Under the terms of the deal, G.M. will pay $24.50 per share, a 24 percent premium to AmeriCredit’s closing share price of $19.70.

The move could help strengthen the prospects of a G.M. initial public offering, which the company plans to hold to begin disposing of the government’s majority stake. The car maker has already hired Morgan Stanley and JPMorgan Chase to lead the effort, and it could file for an initial offering as soon as August, DealBook previously reported.

By reestablishing an in-house lender, G.M. believes it will be able to sell more cars by providing lease financing and loans for customers with subprime credit ratings.

G.M. is no stranger to AmeriCredit: the firm already has relationships with about 4,000 G.M. dealers.

“This acquisition supports our efforts to design, build and sell the world’s best vehicles by expanding the financing options we can offer to consumers who want to buy G.M. vehicles,” Edward E. Whitacre Jr., G.M.’s chairman and chief executive, said in a statement. “Adding AmeriCredit to our team will improve our competitiveness in auto financing offerings, and I am very pleased to have them on board.”
GM is looking to expand its sales through expanded in-house leasing offerings to subprime borrowers? I'm sure that's a recipe for financial strength and solvency. The reason GM went under was due in part to subprime borrowing and the fact that many of those subprime borrowers could not repay their mortgages to GMAC.

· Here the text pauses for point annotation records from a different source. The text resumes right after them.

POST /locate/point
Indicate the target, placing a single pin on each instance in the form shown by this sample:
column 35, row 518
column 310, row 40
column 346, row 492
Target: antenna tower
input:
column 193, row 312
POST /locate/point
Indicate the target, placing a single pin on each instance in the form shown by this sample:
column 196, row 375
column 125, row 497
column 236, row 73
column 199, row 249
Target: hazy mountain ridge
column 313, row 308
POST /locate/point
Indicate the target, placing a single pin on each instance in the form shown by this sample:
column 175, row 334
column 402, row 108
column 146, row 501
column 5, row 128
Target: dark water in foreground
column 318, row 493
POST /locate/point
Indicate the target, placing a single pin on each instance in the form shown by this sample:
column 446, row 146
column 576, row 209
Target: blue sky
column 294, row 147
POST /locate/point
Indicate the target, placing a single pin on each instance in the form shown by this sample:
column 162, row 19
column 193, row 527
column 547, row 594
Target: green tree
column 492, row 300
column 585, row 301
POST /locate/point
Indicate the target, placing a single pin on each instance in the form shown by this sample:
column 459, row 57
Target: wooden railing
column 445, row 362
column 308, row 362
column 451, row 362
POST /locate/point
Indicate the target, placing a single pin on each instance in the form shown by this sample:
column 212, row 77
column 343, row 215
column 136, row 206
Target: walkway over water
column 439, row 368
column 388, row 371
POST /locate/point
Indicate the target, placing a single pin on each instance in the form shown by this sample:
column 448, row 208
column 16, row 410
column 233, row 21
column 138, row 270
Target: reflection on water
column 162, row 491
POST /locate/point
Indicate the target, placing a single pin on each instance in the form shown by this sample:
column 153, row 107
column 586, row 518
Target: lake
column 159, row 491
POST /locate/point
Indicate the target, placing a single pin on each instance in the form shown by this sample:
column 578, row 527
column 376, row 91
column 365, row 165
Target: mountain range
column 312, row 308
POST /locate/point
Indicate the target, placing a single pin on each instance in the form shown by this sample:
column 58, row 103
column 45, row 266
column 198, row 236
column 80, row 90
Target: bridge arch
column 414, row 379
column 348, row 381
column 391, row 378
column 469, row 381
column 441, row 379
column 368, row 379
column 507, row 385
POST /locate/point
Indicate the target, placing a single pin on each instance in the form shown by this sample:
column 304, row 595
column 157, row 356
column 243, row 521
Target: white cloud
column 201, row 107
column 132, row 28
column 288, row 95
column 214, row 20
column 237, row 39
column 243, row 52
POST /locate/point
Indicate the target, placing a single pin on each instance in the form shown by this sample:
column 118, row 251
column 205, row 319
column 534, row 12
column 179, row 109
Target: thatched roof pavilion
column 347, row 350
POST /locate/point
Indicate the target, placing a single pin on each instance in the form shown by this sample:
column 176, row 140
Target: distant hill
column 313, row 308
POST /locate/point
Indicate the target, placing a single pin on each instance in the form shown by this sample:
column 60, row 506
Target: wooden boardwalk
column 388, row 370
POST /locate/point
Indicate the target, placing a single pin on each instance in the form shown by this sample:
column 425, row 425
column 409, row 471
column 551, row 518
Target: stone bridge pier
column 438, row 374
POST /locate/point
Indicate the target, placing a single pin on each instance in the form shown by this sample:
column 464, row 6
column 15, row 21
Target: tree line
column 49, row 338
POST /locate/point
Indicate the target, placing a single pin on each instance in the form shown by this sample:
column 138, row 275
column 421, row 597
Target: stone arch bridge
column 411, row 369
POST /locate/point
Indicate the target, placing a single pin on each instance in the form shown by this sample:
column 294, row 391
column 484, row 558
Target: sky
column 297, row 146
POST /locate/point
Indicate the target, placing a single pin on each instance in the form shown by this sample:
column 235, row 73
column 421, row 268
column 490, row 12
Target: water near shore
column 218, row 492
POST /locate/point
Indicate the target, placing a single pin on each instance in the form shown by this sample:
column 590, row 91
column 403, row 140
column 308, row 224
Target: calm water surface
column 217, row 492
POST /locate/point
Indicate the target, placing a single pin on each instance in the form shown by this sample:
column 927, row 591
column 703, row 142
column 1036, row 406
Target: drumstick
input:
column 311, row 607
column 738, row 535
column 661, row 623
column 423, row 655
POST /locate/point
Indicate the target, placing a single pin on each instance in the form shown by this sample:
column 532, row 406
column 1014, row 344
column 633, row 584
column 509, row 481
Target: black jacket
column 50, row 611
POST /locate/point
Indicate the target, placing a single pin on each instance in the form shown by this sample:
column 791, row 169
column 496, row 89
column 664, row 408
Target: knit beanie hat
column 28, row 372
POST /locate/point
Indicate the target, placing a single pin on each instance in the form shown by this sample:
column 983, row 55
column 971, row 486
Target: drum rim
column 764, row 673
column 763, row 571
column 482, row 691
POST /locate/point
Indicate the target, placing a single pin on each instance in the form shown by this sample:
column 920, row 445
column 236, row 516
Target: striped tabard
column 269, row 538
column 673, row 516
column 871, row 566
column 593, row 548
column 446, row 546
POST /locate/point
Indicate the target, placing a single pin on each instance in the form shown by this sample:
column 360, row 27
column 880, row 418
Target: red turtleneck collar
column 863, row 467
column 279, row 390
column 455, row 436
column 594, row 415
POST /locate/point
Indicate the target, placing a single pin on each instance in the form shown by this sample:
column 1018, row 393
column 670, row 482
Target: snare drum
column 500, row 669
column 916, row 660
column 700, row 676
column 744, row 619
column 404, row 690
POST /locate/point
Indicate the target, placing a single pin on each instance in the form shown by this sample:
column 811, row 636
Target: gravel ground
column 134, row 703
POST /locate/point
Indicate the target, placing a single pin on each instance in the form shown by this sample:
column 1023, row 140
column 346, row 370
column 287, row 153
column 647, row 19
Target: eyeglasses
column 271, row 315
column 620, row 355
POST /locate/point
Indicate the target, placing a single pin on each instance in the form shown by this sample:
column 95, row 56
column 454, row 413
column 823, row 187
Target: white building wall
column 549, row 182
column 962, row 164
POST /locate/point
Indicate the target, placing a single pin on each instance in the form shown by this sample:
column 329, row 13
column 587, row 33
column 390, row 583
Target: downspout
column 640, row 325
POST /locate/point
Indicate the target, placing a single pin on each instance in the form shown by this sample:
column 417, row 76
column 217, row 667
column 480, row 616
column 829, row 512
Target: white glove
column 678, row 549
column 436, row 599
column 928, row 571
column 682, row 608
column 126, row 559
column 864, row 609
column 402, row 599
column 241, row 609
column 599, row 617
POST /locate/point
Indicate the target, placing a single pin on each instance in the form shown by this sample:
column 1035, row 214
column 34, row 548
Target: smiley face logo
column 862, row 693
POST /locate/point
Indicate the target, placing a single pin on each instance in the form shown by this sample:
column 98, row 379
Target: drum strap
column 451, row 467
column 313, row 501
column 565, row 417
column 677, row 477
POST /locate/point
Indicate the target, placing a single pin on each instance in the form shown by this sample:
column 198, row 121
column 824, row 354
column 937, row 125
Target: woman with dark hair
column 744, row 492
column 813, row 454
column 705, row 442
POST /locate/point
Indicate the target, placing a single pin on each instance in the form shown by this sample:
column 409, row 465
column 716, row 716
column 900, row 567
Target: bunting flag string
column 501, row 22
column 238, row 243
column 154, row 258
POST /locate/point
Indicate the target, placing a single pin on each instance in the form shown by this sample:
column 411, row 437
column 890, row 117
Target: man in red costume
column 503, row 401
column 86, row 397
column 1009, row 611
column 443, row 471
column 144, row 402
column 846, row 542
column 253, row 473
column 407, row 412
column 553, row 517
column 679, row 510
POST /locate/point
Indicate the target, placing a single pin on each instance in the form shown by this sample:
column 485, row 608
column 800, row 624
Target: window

It was the surge of aggressive lending to subprime borrowers - and the subsequent defaults when mixed with CDOs that hid the true risk of those obligations that led to the financial meltdown because no one could quite figure out what risks people really had exposure to, let alone accurate values.

GM is looking to get back in the game - lending. Well, on that I can understand to a degree since GMAC fattened up the GM bottom line for years when GM was really a financial company that happened to sell loss-leader cars.

Meanwhile, the New York Times is reporting that GM is still flailing about in the US and shedding market share while making gains in China. Shouldn't the focus be on profits - not market share. GM has been dominant on market share for years, but hasn't translated into the most essential of figures - profits. The company still isn't translating its sales of cars into profits. The cars were loss-leaders for its financing arm GMAC, which turned in huge profits just before GMAC imploded with the mortgage crisis and financial meltdown. When GMAC losses grew exponentially, it sucked down what remained of GM with it.

No word on actual profits and profits per vehicle sold. It's all about market share. That doesn't make GM any more viable. Profits make it viable - and getting profits means doing things far better than GM had done in years past.

Media outlets and business reports should be focusing less on market share and far more on the profits for vehicles sold. It doesn't matter if GM is increasing market share if they aren't selling those cars at a profit. Such efforts are unsustainable.